Bagikan:

JAKARTA - Perdana Menteri Israel Benjamin Netanyahu menolak gagasan untuk memulai gencatan senjata di Gaza sementara Hamas masih berkuasa.

Hal ini disampaikan terkait laporan The New York Times yang mengutip enam pejabat keamanan saat ini dan mantan pejabat yang mengatakan gencatan senjata akan memberikan waktu bagi pasukan Israel untuk bersiap menghadapi potensi gencatan senjata dengan Hizbullah.

Para pejabat, yang sebagian besar berbicara secara anonim juga mengatakan gencatan senjata akan menjadi cara paling efektif untuk menjamin pembebasan sandera Israel.

Mantan Penasihat Keamanan Nasional Israel Eyal Hulata, yang menurut Times menjaga komunikasi rutin dengan pejabat senior militer.

“Militer mendukung penuh kesepakatan penyanderaan dan gencatan senjata. Mereka percaya bahwa mereka bisa selalu kembali dan terlibat dengan Hamas secara militer di masa depan,” katanya dilansir CNN, Rabu, 3 Juli.

Dihadapkan pada skenario “perang selamanya”, empat pejabat yang diwawancarai oleh Times setuju dengan Hulata soal mempertahankan kekuasaan Hamas untuk saat ini dengan imbalan mendapatkan kembali para sandera tampaknya merupakan pilihan yang paling buruk bagi Israel.

“Saya tidak tahu siapa sumber anonim ini, tapi saya di sini untuk memperjelas: Ini tidak akan terjadi. Perang akan berakhir setelah Israel mencapai semua tujuannya, termasuk penghancuran Hamas dan pembebasan semua sandera kami,” kata Netanyahu.

“Pemerintah mengarahkan IDF untuk mencapai tujuan perang ini dan IDF memiliki segala cara untuk mencapainya. Kami tidak akan menyerah pada angin kekalahan, baik di The New York Times maupun di mana pun.
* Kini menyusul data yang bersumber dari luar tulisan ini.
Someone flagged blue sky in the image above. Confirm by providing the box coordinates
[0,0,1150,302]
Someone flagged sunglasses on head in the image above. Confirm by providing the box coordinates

Kami terinspirasi oleh semangat kemenangan,” imbuhnya.

Laporan tersebut diterbitkan ketika situasi di wilayah utara Israel masih sangat tegang, dengan militer Israel dan kelompok militan Lebanon Hizbullah meningkatkan serangan lintas batas, yang berisiko berubah menjadi perang skala penuh.

“Mereka (IDF) memahami bahwa jeda di Gaza membuat deeskalasi lebih mungkin terjadi di Lebanon,” kata Hulata kepada Times.

“Dan mereka memiliki lebih sedikit amunisi, lebih sedikit suku cadang, lebih sedikit energi dibandingkan sebelumnya – jadi mereka juga berpikir jeda di Gaza memberi kita lebih banyak waktu untuk bersiap jika terjadi perang yang lebih besar dengan Hizbullah,” katanya.